You are viewing a plain text version of this content. The canonical link for it is here.
Posted to issues@spark.apache.org by "Hyukjin Kwon (JIRA)" <ji...@apache.org> on 2017/07/18 06:36:00 UTC
[jira] [Comment Edited] (SPARK-21450) List of NA is flattened
inside a SparkR struct type
[ https://issues.apache.org/jira/browse/SPARK-21450?page=com.atlassian.jira.plugin.system.issuetabpanels:comment-tabpanel&focusedCommentId=16091180#comment-16091180 ]
Hyukjin Kwon edited comment on SPARK-21450 at 7/18/17 6:35 AM:
---------------------------------------------------------------
[~falaki], so, if this describes
{code}
> str(collect(sql("SELECT NULL as `jsontostructs(col)`")))
'data.frame': 1 obs. of 1 variable:
$ jsontostructs(col):List of 1
..$ : logi NA
{code}
should be
{code}
> str(collect(sql("SELECT named_struct('date', NULL) as `jsontostructs(col)`")))
'data.frame': 1 obs. of 1 variable:
$ jsontostructs(col):List of 1
..$ :List of 1
.. ..$ date: logi NA
.. ..- attr(*, "class")= chr "struct"
{code}
I think this is not an issue. I assume we documented this behaviour.
was (Author: hyukjin.kwon):
[~falaki], so, if this describes
{code}
> str(collect(sql("SELECT NULL as `jsontostructs(col)`")))
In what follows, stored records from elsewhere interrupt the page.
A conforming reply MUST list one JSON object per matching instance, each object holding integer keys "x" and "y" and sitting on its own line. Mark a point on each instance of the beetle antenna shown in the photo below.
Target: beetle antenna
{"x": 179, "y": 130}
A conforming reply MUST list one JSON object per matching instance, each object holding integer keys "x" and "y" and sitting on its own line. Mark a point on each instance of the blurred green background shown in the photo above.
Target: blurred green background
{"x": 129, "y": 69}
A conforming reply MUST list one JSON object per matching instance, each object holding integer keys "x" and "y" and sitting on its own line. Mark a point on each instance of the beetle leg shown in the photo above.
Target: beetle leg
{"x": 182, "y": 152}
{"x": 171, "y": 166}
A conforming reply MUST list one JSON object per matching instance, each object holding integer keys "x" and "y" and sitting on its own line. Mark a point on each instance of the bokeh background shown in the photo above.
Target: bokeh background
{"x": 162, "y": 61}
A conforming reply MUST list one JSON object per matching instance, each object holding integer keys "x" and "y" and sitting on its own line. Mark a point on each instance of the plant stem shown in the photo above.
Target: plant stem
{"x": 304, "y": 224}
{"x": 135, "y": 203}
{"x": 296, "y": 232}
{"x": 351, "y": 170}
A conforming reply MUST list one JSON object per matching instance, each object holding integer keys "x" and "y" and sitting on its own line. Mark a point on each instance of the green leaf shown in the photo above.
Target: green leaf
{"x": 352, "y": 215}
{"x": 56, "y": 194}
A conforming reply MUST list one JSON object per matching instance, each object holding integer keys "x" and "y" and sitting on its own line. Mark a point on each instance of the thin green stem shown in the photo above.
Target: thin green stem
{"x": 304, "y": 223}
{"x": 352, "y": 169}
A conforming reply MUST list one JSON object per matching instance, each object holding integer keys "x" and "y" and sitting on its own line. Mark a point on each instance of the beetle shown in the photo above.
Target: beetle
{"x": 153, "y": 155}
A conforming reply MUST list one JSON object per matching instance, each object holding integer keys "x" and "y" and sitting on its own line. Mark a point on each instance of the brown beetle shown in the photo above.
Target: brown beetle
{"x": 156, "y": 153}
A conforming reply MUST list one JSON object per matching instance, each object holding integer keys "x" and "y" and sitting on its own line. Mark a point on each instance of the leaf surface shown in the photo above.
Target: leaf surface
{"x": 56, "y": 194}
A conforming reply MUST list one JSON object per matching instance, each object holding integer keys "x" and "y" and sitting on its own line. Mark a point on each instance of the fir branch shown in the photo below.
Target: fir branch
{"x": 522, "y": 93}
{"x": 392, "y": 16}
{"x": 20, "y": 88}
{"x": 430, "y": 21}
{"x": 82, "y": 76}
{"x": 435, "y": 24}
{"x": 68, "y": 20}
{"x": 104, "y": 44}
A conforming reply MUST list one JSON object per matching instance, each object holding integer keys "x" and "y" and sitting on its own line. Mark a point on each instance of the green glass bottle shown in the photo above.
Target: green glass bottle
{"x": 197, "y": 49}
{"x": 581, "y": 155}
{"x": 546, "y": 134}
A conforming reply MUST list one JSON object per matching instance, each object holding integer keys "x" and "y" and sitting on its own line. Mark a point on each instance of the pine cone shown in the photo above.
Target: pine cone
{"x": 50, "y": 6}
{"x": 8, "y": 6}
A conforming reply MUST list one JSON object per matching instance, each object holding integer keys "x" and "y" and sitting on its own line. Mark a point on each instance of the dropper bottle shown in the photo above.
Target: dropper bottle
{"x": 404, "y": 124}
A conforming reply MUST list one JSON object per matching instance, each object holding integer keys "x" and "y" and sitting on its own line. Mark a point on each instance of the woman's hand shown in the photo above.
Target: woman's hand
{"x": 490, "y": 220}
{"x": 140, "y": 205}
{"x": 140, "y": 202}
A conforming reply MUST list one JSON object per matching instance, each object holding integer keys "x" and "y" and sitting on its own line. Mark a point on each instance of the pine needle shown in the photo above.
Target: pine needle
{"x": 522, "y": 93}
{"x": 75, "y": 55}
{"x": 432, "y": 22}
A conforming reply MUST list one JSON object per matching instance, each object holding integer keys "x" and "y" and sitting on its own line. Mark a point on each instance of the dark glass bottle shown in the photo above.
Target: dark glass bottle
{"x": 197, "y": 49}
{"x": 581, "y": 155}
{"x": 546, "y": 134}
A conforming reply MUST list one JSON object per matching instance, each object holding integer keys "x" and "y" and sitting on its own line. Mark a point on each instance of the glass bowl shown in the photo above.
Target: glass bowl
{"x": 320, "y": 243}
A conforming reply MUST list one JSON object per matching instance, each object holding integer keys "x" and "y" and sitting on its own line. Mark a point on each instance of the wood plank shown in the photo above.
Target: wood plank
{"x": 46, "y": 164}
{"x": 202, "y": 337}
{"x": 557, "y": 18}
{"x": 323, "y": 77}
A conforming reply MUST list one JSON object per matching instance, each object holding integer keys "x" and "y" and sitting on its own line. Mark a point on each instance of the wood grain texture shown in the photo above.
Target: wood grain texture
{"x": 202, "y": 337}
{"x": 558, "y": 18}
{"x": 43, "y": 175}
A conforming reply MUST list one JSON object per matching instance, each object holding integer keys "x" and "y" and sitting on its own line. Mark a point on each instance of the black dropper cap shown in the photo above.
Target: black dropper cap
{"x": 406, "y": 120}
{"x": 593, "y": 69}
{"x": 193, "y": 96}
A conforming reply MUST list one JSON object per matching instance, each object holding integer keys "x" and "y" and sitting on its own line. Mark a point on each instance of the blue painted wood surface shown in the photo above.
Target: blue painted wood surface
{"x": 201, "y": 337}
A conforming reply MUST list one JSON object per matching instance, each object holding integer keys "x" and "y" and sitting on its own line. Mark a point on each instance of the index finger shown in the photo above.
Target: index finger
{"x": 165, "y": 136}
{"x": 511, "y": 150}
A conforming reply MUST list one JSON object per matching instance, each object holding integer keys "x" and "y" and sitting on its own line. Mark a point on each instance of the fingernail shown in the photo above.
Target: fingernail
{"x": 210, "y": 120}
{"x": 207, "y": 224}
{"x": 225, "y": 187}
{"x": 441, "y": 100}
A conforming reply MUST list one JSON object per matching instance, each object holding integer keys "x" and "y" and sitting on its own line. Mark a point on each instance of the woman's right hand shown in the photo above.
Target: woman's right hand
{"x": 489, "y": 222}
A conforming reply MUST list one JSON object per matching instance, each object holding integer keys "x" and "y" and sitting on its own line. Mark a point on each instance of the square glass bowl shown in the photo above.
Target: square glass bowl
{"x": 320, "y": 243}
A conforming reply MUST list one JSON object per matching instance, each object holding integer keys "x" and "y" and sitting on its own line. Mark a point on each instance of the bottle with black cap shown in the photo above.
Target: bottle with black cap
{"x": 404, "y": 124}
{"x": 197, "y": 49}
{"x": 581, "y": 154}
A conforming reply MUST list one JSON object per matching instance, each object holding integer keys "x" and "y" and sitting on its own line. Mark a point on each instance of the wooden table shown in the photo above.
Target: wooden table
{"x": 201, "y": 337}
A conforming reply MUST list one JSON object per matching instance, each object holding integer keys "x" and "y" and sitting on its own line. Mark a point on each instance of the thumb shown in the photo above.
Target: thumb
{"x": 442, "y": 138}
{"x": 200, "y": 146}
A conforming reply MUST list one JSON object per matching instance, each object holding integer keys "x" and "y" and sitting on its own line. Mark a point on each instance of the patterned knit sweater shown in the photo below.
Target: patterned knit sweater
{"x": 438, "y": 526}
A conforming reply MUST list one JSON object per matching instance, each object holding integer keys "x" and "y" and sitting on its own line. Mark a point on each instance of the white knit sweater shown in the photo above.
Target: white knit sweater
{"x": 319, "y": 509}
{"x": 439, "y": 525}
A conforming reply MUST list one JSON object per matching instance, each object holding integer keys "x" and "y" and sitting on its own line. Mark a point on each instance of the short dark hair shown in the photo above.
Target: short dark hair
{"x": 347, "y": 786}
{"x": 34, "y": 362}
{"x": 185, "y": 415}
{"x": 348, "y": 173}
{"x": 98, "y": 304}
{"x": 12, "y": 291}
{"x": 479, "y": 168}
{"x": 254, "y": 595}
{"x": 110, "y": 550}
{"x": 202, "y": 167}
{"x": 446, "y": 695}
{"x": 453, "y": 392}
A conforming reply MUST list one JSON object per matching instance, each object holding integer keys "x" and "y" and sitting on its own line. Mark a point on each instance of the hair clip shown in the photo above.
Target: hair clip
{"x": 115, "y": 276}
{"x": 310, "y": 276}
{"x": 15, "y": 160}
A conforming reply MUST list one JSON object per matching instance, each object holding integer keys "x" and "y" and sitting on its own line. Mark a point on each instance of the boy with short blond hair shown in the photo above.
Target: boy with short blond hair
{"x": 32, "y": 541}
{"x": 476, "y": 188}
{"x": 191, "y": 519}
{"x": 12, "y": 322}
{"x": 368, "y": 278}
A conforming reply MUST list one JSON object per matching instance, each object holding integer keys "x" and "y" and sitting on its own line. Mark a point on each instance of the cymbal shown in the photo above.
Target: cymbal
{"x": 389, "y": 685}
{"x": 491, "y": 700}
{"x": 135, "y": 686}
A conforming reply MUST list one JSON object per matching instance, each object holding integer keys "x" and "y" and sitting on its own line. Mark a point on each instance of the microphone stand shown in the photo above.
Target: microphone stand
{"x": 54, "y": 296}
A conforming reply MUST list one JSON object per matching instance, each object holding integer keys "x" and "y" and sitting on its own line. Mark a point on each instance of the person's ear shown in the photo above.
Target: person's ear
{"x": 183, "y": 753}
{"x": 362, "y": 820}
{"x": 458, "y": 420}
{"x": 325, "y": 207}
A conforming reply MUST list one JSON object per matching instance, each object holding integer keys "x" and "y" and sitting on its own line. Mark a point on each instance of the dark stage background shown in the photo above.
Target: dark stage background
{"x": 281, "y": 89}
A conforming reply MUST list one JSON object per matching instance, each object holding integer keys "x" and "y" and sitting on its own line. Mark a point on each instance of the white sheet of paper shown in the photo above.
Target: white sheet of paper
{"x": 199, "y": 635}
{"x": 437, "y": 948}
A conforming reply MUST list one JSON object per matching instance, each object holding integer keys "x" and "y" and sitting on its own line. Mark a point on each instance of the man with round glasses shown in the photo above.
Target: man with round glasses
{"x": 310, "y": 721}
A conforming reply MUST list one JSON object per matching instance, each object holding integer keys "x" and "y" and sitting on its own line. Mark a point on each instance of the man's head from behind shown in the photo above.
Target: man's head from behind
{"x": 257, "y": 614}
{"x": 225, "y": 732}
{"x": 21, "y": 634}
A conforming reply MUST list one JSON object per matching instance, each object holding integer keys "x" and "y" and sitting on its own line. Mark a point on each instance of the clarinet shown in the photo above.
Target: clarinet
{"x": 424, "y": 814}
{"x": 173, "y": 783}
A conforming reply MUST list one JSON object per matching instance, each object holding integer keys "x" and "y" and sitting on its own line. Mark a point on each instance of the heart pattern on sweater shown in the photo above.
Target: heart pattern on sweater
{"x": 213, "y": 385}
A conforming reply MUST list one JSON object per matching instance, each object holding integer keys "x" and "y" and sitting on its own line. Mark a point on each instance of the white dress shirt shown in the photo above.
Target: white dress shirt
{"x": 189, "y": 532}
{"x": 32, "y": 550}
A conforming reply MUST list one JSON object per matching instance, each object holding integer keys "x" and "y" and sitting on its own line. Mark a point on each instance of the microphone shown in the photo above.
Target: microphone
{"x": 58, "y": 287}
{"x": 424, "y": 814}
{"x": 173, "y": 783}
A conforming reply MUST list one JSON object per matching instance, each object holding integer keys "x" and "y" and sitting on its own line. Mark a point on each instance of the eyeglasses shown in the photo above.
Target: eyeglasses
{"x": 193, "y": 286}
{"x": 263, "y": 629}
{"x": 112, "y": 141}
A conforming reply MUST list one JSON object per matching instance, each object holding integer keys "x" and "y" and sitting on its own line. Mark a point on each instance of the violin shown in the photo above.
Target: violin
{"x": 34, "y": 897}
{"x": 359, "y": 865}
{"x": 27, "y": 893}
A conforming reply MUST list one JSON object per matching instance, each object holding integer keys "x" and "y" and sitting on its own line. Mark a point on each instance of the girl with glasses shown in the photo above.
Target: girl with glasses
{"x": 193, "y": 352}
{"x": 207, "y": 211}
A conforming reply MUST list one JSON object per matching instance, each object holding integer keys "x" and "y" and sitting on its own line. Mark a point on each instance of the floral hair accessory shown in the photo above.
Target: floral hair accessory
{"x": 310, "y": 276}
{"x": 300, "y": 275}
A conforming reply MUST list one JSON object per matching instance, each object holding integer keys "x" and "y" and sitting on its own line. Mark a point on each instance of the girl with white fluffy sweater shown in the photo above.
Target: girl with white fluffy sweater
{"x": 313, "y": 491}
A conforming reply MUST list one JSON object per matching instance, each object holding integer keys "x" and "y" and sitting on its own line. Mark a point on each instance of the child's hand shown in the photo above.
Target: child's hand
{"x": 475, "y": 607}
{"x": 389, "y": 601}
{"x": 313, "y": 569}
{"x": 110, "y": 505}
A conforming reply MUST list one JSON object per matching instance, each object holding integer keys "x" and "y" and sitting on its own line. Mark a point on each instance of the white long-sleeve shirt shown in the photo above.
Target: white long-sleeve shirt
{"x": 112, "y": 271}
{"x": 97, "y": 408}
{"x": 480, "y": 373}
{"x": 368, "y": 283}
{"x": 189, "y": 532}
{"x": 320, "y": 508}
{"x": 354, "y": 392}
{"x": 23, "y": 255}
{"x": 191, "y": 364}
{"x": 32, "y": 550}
'data.frame': 1 obs. of 1 variable:
$ jsontostructs(col):List of 1
..$ : logi NA
{code}
should be
{code}
> str(collect(sql("SELECT named_struct('date', NULL) as `jsontostructs(col)`")))
'data.frame': 1 obs. of 1 variable:
$ jsontostructs(col):List of 1
..$ :List of 1
.. ..$ date: logi NA
.. ..- attr(*, "class")= chr "struct"
{code}
I think this is not an R specific issue.
> List of NA is flattened inside a SparkR struct type
> ---------------------------------------------------
>
> Key: SPARK-21450
> URL: https://issues.apache.org/jira/browse/SPARK-21450
> Project: Spark
> Issue Type: Bug
> Components: SparkR
> Affects Versions: 2.2.0
> Reporter: Hossein Falaki
>
> Consider the following two cases copied from {{test_sparkSQL.R}}:
> {code}
> df <- as.DataFrame(list(list("col" = "{\"date\":\"21/10/2014\"}")))
> schema <- structType(structField("date", "date"))
> s1 <- collect(select(df, from_json(df$col, schema)))
> s2 <- collect(select(df, from_json(df$col, schema, dateFormat = "dd/MM/yyyy")))
> {code}
> If you inspect s1 using {{str(s1)}} you will find:
> {code}
> 'data.frame': 2 obs. of 1 variable:
> $ jsontostructs(col):List of 2
> ..$ : logi NA
> {code}
> But for s2, running {{str(s2)}} results in:
> {code}
> 'data.frame': 2 obs. of 1 variable:
> $ jsontostructs(col):List of 2
> ..$ :List of 1
> .. ..$ date: Date, format: "2014-10-21"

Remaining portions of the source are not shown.